Hello @hanslovsky, @tpietzsch

I have a question about Hdf5 (I am afraid it is rather an observation than a question…).

As far as I know even read methods in the java Hdf5 libraries are public static synchronized, implying that there can be only one read process in the whole JVM. Is that correct?

Is it then also correct to say that while Bdv is fetching data from different resolution layers there is one huge queue of processes that all want to access the one synchronized Hdf5 read method?
Which then would also means that any other process in the same JVM that want to do read Hdf5 files end up in the same waiting queue, which could potentially be kind of blocked by the processes going on in Bdv.

And I guess that’s why you like n5?

Would be great if you could shorty comment whether my understanding is correct.

Best, Christian


#2

I am not too familiar with the HDF5 Java libraries.
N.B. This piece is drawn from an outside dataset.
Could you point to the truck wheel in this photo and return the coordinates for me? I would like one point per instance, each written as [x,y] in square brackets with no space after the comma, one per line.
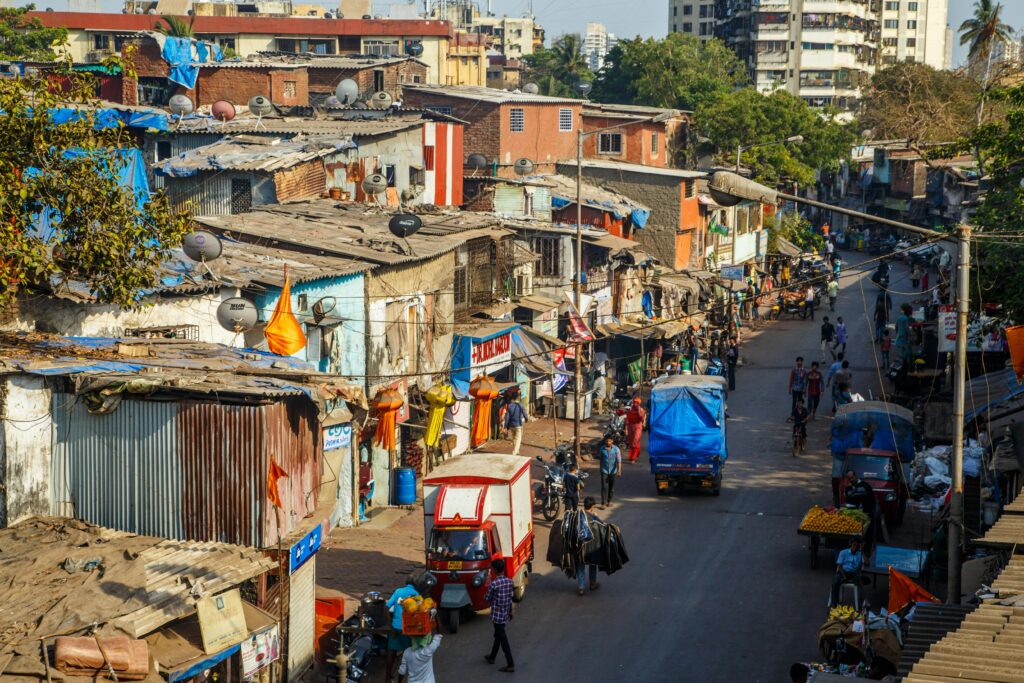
[452,621]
All I know is that parallel writing is non-trivial with HDF5 (not only the Java bindings), which was one of the reasons for N5.
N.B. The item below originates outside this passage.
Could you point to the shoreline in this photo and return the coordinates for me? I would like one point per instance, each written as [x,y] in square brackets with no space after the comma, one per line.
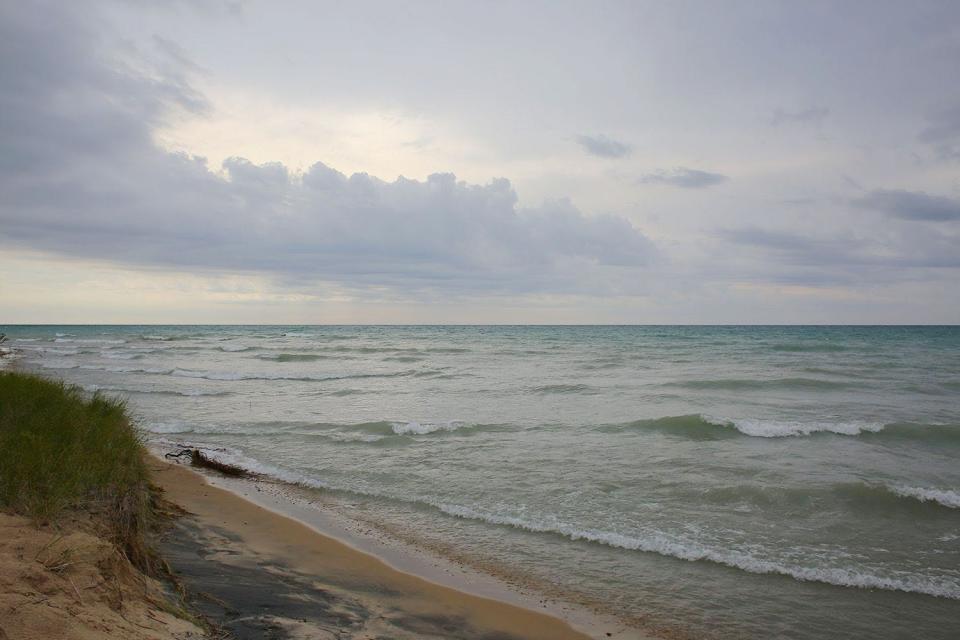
[315,544]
Pinging @axtimwalde for comment.


#3

Here is some info: https://support.hdfgroup.org/ftp/HDF5/releases/HDF-JAVA/hdfjni-3.3.2/src/hdfjava-3.3.2-javadoc/hdf5_java_doc/hdf/hdf5lib/H5.html

And one example from that page:

public synchronized static native int H5Dread(int fid, int filetype, int memtype, int memspace, Object data);

#4

Christian, I think you are correct, unfortunately…


#5

@tpietzsch
This made me think of BigDataServer: Do you think it makes conceptually sense to fire up a new BigDataServer for each client? Like this they would all have their own JVM and would not block each others Hdf5 read methods.


#6

I think bad things happen as HDF5 itself doesn’t want to be read in parallel by default. The library has to be very explicitly compiled in parallel mode with one of a particular set of libraries. Serial HDF5 libraries will do a filesystem level lock to prevent multiple processes reading.


#7

…really? that would be a problem!
do you know why one would do this?
I understand for writing, but reading?


#8

Last time I tried I think there’s a read only flag that might allow parallel reads, but the filesystem in use disallowed file locks so it didn’t work as expected. HDF5 is best thought of as a hierarchical filesystem. The locks are likely to protect some global whatnots in the library.


#9

I did some more digging as a sanity check. Multi-threaded reads to a single file (or even multiple files) require the thread-safe compilation. Reads are still serial due to global structures in library. Fully independent processes can read from the same file as long as nothing is writing. “Parallel HDF5” via MPI is incompatible with the thread-safe version.

So in theory spawning fully independent JVMs might work though I saw some references on stackoverflow to fork() not helping.